With his reversal, Mr. Osborne replaced the “burden of proof” rules that forced bankers to prove that they had engaged in no wrongdoing with a duty of responsibility rule, wherein regulators had to prove improper lending practices, rather than placing the responsibility for establishing regulatory compliance on the bankers who were granting the loans. Not to cast any aspersions upon Mr. Osborne’s integrity, but eliminating the “presumption of [senior bankers’] responsibility” would seem to invite public speculation as to whom the Chancellor and government are most loyal, those whom the government is supposed to represent, or those whom it is the government’s responsibility to keep in line.
I can’t get no satisfaction…
As the battle of banks versus government rages on, with no clear outcome in sight, the banks still have to wage war on the consumer front as well. A report issued by Banking Technology in July 2015 indicated that UK banks ranked bottom in a nine-country customer satisfaction survey commissioned by technology vendor FIS.
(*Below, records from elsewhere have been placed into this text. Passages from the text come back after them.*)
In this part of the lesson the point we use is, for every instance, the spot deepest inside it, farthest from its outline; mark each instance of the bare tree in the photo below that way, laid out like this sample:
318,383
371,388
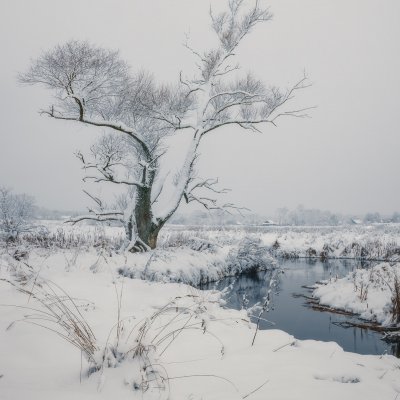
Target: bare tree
16,213
94,87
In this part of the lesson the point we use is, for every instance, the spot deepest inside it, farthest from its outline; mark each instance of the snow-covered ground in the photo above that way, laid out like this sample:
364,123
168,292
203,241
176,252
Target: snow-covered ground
372,293
211,356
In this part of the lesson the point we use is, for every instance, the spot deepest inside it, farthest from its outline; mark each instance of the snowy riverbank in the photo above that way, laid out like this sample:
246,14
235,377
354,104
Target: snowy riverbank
212,359
372,293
According to the survey, bank customers gave good marks to the banks’ use of technology to provide convenience, but only 25 percent of respondents felt that banks did an acceptable job of providing more basic areas, such as transparency and fairness in the application of fees and charges. Since it is primarily the younger, digitally-acclimated customers who value the enhanced accessibility offered by developing technologies, it would not be surprising for some customers, particularly those in older age groups, to feel that their more traditional expectations are being given short shrift.
Even if banks aren’t always the “bad guys”, banks in the UK have much room for improvement. As additional alternatives to traditional banking spring up, the banks are going to have to fight harder to retain customers, even among the more digital-savvy demographics. It is only a matter of time before even those customers who were initially drawn to the convenience features the banks offered will begin demanding the same kinds of transparency and fairness as their older counterparts.
Consumers may not be able to mitigate government’s seeming favouritism towards the banks, but they do have some clout nevertheless. If they are being ill-treated by a bank, they can exercise that clout by shopping around for a lender or a financial institution that will treat them with the level of respect they want and deserve.